Edmund Burke writes “The will of the many, and their interests, must very often differ” (Document 8). If there is not a single, absolute ruler, decisions must be discussed before they are carried out. This could take a very long time because, as Burke says, their interests will differ. In Document 5, Catherine II writes that it is expedient so to be, that the quick Dispatch of Affairs, sent from distant Parts, might make ample Amends for the Delay occasioned by the great Distance of Places. With an absolute ruler, decisions would be made quick enough to reach the other side of a state and resolve a problem.
A monarch’s authority to govern should be absolute because decisions would be made quicker. If there is no absolute ruler, decisions must be discussed between parties and this would not be quick. A monarch’s authority to govern should be absolute because then there would be less conflict between differing parties. In Document 3, Bossuet writes that the prince need render no account to anyone for the orders he gives. Instead of having to discuss why a decision was made or discussing what decisions should be made, an absolute ruler can make a decision and no one would question him.
John Locke believes that if the commands of a prince were opposed it would unhinge and overturn all politics, and instead of government and order, leave nothing but anarchy and confusion (Document 4). Differing parties are not only government officials but also the people being governed. In an absolute government the people should not oppose the ruler. Bousett believes men must obey princes as they obey justice itself, without which there can be no order or purpose in things (Document 3). The authority of a monarch should be absolute because there would be less conflict between differing parties.

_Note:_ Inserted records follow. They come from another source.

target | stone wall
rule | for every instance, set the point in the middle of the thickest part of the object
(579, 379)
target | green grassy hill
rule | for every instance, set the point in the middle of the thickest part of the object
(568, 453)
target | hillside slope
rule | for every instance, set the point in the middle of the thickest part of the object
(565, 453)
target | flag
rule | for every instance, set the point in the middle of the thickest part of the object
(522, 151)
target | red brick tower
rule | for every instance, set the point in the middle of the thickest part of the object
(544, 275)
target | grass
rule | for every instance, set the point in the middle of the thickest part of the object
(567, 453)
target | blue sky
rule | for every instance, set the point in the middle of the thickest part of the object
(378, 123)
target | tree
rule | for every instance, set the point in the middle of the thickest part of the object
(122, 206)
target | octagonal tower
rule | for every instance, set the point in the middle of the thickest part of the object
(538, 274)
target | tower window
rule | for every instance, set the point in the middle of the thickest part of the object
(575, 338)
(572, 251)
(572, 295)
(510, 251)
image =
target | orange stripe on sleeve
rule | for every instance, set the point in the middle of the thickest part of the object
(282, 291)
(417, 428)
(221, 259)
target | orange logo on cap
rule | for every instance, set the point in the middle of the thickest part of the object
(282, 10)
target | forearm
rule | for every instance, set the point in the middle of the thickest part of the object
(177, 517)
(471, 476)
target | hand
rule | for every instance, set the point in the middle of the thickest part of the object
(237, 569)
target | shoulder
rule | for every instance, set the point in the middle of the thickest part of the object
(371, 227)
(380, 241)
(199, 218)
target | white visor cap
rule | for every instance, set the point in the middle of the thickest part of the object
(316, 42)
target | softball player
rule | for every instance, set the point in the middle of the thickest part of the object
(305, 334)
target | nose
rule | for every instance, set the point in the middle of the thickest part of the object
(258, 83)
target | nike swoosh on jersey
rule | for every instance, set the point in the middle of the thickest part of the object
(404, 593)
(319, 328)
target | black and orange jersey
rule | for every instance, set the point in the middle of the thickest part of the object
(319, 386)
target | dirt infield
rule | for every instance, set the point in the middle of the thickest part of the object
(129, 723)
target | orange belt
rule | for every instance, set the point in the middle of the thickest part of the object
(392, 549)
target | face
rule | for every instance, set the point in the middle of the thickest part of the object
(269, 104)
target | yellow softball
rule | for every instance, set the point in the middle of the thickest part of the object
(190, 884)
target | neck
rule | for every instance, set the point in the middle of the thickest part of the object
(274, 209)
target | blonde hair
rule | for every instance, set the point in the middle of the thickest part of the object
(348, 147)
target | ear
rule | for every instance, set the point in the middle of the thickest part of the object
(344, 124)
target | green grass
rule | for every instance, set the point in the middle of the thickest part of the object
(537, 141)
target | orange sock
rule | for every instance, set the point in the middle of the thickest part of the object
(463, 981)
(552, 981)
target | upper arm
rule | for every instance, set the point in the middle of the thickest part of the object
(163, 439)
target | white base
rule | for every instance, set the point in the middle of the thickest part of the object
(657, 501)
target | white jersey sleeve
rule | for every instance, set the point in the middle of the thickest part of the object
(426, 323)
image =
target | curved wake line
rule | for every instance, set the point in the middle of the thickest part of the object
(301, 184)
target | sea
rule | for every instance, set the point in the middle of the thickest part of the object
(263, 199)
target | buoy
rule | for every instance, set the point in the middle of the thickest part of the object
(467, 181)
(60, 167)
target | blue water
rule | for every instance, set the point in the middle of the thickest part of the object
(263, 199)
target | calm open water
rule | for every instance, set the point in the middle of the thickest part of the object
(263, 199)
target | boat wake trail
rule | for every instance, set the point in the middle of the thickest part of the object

God establishes kings and grants them absolute rule over the people. With this absolute government decisions are made quicker. This is because conflict between differing parties would greatly lessen with this absolute government. The well-being of a state is ensured by God’s establishment of a single absolute ruler, who has the ability to quickly make decisions and avoid conflict between differing parties. The best form of government has long been debated. Now, that debate can end for the best form of government is one in which a monarch’s authority to rule is absolute.